Un’altra forma di esclusione e ostracismo nei confronti dei cristiani è praticata attraverso i social e i media, con la promozione di modelli di vita centrati sull’io, sull’autorealizzazione della persona tramite denaro, divertimento, consumi, gioco, rischio, sesso. L’attacco a valori cristiani come la sobrietà, la castità, l’altruismo, il perdono, la famiglia, la vita, anche quando non è esplicito, è pervasivo e potente, soprattutto su chi lo subisce, più in modo emotivo che razionale, durante il delicato processo di formazione della sua personalità.

I cristiani, oggi, sono perseguitati come e più di quanto non lo fossero nei primi secoli dopo Cristo. Non è un dato felice. Eppure, paradossalmente, è un bel segno, un segno di grande vitalità. Nonostante la crisi di fede, molto forte soprattutto in Europa e nelle Americhe, il Vangelo non ha perso sapore. I cristiani continuano a imitare il loro Maestro, abitando le periferie del mondo, in mezzo ai poveri, agli esclusi, ai marginali. Il Vangelo continua a dar fastidio agli Erodi e ai grandi sacerdoti del nostro tempo. Continua a contestare una logica politica ed economica che dimentica la dignità della persona, indipendentemente dalla sua cultura o stato sociale, una politica che preferisce investire in armi invece che su pace, salute ed educazione, un’economia che depreda il pianeta a vantaggio di pochi. «Fratelli tutti», ha scritto papa Francesco. Parole semplicissime, ovvie forse, ma non per tutti. Parole che portano al martirio.

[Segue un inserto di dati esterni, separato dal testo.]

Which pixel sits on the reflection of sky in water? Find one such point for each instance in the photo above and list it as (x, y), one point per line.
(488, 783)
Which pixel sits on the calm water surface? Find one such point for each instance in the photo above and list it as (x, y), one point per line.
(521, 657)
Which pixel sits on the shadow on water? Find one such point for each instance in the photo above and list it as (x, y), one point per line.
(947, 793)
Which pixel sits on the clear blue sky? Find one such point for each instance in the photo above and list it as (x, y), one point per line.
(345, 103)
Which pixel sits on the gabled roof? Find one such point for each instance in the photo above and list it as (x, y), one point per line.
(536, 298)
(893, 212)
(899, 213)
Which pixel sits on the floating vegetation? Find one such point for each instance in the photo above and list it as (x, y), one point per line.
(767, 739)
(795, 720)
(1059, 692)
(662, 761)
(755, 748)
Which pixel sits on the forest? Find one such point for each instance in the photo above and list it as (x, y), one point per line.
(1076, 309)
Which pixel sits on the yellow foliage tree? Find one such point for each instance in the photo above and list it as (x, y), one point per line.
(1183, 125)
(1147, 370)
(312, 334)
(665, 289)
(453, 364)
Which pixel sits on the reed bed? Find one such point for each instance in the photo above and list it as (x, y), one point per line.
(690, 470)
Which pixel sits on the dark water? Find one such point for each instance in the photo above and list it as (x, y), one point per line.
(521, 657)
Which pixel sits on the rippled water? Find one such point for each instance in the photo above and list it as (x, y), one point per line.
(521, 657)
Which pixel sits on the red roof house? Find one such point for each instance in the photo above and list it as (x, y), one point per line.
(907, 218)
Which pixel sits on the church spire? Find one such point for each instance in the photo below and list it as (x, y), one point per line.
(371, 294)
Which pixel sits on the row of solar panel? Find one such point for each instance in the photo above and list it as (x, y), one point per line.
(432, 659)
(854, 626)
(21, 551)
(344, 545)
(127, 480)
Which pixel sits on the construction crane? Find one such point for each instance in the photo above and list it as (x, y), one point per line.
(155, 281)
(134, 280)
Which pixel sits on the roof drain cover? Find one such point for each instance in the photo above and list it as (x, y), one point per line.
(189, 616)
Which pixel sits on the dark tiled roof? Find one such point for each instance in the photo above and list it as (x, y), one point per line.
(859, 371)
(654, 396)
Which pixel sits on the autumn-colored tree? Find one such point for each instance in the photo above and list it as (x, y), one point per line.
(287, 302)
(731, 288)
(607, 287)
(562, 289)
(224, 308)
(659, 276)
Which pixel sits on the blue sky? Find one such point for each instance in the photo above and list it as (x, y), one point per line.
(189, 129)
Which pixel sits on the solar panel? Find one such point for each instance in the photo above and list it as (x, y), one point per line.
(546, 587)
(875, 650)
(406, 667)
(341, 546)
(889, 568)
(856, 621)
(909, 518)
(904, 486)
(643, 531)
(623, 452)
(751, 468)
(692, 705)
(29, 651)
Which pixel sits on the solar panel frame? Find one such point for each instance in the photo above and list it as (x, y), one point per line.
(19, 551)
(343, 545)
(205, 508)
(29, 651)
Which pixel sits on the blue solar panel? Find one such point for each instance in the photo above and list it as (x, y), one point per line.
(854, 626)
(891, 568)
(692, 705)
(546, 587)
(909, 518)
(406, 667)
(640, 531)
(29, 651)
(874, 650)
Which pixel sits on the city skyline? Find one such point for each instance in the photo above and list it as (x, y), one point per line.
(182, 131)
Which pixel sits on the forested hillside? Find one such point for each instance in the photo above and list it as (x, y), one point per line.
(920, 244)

Se da una parte la conta delle vittime, le terribili violenze, le umiliazioni sistematiche, gli imprigionamenti ingiustificati, la distruzione di chiese, il bavaglio all’informazione, spezzano il cuore, dall’altra lo rinvigoriscono, perché sono segni di quanto sia ancora viva e forte la buona notizia di Gesù. Se milioni di cristiani, ancora oggi, sono disponibili a pagare di persona per la fede, una fede che non chiama alla vendetta, che promuove il perdono, che ama i nemici, che fa crescere la vita, possiamo avere speranza.